Naar schatting worden er in Europa ongeveer één miljoen mensen behandeld voor drugsproblemen.
Volgens de politiële criminaliteitsstatistieken werden er in 2009 47 100 drugsgerelateerde inbreuken gepleegd waarvan 22 496 handelden over bezit, 10 555 over gebruik, 120 241 over handel en in- en uitvoer, 1 045 over fabricatie en 763 andere.
De Belgische gezondheidsenquete van 2008 is duidelijk over de toename van het druggebruik en alle persoonlijke en maatschappelijke consequenties. Het bevestigt alleen maar het sombere beeld dat al zo vaak werd geschetst.

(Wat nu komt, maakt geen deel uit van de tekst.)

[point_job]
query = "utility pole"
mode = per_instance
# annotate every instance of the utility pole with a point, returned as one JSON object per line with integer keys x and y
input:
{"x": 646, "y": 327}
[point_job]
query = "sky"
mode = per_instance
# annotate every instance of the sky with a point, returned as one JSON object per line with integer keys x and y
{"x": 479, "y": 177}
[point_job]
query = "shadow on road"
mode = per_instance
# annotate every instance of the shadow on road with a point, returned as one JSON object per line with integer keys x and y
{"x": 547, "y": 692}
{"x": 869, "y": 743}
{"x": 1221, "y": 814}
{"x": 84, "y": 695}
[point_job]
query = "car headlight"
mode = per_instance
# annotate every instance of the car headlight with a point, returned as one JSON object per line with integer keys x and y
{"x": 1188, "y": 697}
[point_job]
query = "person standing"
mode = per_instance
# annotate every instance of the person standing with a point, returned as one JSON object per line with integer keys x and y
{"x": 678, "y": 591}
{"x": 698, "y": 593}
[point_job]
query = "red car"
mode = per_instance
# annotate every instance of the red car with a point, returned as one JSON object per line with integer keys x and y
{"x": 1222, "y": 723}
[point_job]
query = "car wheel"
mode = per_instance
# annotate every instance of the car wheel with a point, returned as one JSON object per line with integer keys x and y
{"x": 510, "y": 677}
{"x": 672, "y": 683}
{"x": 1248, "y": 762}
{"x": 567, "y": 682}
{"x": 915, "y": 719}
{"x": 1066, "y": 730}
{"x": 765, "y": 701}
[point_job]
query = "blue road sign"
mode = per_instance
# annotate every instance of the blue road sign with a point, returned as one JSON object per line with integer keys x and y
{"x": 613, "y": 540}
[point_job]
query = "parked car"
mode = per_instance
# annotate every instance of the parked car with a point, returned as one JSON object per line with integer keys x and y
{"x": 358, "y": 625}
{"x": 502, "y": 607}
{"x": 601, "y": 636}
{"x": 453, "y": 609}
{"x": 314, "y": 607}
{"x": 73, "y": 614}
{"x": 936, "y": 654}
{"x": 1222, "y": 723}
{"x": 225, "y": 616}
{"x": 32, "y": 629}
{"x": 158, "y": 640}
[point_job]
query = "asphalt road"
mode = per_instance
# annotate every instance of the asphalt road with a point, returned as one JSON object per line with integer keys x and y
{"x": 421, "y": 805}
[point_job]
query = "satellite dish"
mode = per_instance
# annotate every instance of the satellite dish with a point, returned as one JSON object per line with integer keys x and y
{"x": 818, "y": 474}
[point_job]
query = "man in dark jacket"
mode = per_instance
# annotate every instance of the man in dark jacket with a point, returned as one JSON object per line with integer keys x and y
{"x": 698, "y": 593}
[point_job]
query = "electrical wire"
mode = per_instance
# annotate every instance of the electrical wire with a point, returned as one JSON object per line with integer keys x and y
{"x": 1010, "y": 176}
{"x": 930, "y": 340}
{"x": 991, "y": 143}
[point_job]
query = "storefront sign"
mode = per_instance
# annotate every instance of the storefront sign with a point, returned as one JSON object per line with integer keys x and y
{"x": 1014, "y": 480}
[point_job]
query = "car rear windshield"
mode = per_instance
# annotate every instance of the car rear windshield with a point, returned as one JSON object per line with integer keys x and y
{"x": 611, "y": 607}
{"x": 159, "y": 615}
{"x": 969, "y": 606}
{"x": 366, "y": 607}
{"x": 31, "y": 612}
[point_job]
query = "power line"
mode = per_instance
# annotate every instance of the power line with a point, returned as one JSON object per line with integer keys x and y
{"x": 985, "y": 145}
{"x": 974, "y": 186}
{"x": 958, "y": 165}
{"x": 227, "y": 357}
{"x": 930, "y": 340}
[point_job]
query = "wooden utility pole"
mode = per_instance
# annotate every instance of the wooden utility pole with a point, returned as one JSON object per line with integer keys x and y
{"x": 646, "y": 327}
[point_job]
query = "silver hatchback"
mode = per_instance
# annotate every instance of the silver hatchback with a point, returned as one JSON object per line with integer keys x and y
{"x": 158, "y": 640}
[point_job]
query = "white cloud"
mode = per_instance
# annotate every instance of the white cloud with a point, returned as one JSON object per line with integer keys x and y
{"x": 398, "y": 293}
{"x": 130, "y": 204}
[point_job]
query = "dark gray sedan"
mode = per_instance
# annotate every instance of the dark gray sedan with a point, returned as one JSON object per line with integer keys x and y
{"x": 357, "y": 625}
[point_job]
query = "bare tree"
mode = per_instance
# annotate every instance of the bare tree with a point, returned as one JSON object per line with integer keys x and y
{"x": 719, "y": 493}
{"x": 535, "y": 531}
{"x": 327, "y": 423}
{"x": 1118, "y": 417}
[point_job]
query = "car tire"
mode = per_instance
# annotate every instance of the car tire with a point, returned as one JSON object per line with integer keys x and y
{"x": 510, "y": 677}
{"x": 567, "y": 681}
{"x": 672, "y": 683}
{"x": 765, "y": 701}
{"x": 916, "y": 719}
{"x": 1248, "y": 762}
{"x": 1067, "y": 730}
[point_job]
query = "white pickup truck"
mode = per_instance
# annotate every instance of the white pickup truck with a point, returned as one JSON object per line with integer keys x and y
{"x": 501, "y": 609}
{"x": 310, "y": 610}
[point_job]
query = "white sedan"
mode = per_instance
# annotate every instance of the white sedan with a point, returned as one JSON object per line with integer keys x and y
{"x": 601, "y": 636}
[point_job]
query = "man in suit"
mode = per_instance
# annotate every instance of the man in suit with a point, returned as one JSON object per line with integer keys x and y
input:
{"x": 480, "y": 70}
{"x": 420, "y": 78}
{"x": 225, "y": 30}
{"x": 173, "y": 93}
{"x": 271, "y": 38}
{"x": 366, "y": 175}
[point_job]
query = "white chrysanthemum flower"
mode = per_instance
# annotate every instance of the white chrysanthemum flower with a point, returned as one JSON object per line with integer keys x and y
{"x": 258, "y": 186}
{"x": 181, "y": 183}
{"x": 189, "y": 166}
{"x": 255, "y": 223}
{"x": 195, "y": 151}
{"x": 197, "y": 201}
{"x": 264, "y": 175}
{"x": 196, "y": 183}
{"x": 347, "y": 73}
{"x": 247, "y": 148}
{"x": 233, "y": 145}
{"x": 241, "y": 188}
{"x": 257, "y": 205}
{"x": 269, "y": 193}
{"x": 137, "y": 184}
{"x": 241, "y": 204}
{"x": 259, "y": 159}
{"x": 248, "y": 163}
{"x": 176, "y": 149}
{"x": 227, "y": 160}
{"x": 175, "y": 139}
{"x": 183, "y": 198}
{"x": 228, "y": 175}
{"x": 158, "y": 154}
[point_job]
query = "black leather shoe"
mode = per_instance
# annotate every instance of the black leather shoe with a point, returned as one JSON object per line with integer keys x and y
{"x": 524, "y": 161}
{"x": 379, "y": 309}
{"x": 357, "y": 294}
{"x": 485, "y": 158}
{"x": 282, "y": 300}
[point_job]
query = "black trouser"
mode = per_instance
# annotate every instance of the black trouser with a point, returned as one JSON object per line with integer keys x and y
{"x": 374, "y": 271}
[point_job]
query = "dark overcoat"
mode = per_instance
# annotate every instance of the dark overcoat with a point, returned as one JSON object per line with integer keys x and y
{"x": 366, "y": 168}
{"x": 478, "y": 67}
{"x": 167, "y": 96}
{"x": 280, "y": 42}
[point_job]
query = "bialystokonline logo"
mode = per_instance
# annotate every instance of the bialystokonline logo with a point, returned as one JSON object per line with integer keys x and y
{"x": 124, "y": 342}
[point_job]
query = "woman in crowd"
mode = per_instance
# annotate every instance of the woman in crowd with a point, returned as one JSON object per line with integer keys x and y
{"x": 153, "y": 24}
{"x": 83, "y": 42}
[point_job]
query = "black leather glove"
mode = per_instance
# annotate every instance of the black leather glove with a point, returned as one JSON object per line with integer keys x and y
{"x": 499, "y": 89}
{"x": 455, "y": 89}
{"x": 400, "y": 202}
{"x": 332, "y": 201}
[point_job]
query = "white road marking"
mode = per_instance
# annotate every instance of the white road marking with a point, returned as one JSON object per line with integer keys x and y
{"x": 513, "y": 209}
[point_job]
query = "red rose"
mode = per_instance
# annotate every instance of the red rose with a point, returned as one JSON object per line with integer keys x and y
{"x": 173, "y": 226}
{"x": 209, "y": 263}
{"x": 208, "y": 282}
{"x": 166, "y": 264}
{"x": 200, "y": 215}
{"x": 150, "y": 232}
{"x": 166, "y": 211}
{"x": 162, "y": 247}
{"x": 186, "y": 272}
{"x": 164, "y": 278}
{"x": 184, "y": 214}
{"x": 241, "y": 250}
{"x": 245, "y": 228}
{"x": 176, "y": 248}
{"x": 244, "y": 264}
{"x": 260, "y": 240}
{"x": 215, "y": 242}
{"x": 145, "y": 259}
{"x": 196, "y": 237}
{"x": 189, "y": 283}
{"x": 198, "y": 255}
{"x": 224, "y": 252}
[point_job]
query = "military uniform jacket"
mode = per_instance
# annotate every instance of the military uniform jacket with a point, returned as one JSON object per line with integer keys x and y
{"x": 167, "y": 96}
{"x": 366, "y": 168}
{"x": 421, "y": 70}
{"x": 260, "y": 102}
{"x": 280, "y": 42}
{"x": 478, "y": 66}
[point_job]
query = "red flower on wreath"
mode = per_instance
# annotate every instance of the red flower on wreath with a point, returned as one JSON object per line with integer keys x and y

Thans stelt men druggebruik zelfs vast bij twaalf- en dertienjarigen, ook in Vlaanderen ! De drugdealers gaan trouwens steeds driester tewerk om jongeren door verslaving als « klant » aan zich te binden. De gewilligheid en beïnvloedbaarheid van deze doelgroep zijn immers zeer groot. Uit een onderzoek aan de Vlaamse kust is gebleken dat drugdealers jongeren verdovende middelen verstrekken met de verzekering dat het geen drugs zijn, kinderen in groep onder druk zetten en in bepaalde omstandigheden zelfs jongeren onder dwang heroïne doen nemen. Volgens « De Sleutel », een vereniging van de Broeders van Liefde die zich met drugpreventie en -behandeling bezighoudt, werd in 1999 reeds gesteld dat in amper twee jaar tijd de gemiddelde leeftijd waarop jongeren illegale drugs beginnen te gebruiken, gezakt was van vijftien naar twaalf jaar. De toestand is zodanig ontspoord dat er zelfs stemmen opgaan om reeds in de kleuterschool aan preventie te doen !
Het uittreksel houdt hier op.